Und wieder isr er genommen worden, von jenem, der seit Jahrzenhnten Trauer und Leid verbreitete. Er wurde ermordet, wie schon so viele vor ihm, er würde getötet von Lord Voldemort."

Und erneut begann ein erregetes Geflüster unter den Hogwarts-Schülern, doch diesmal waren wenige wirklich überrascht, nein, Hermine schien in einigen Gesichtern die Bestätigung zu lesen.

"Und wieder.", sagte Dumbledore."Und wieder wäre es eine Beleidiung an Dracos Andenken, wenn ich euch dies vorenthalte,..."

"NEEEIINnnnnnnnn", schrie sie.

Die Schülerschaft von Hogwarts drehte sich in ihre Richtung, um die Quelle des Geschreies ausfindig zu machen.

Hermine konnte sich nicht erklären wieso, aber all diese Menschen, diese Halle, diese Gespräche, schon allein der Duft des Schlosses erinnerte sie an seine Gegenwart.

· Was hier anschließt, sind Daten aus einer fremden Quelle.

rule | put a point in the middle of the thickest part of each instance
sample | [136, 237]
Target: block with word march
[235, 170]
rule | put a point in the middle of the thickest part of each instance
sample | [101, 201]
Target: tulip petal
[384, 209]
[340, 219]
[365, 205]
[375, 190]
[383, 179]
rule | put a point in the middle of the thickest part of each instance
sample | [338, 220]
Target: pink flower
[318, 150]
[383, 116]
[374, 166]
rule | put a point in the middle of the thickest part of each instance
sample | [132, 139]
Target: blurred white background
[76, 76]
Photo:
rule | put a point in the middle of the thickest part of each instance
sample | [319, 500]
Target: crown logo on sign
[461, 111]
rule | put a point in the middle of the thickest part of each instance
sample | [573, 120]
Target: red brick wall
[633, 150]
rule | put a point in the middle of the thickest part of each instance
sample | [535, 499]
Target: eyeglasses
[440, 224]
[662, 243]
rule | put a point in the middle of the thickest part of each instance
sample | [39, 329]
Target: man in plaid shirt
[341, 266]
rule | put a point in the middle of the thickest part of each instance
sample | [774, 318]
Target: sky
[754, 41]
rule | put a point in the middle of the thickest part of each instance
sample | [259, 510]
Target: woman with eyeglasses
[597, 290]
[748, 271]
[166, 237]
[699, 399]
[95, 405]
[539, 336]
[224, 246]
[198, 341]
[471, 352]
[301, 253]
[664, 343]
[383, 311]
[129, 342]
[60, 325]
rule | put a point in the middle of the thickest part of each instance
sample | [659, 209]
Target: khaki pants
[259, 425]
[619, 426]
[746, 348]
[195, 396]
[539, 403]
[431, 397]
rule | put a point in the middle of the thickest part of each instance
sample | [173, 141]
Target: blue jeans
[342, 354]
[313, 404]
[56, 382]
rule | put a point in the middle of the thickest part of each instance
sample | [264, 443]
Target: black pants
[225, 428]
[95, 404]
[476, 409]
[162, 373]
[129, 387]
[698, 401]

Es war einfach gekommen, plötzlich aus ihr herausgebrochen. Und sie weinte und weinte, Harry versuchte sie zu beruhigen, aber sie wollte nicht berührt werden, sie wollte mit niemanden reden, sie wollte alleine sein, sie wollte sterben. Die Trauer versuchte sie von innen zu zerfressen, Todesangst schling sich wie Schlangen durch ihren verzweifelten Körper, der mit aller Kraft gegen das Unvermeindliche kämpfte.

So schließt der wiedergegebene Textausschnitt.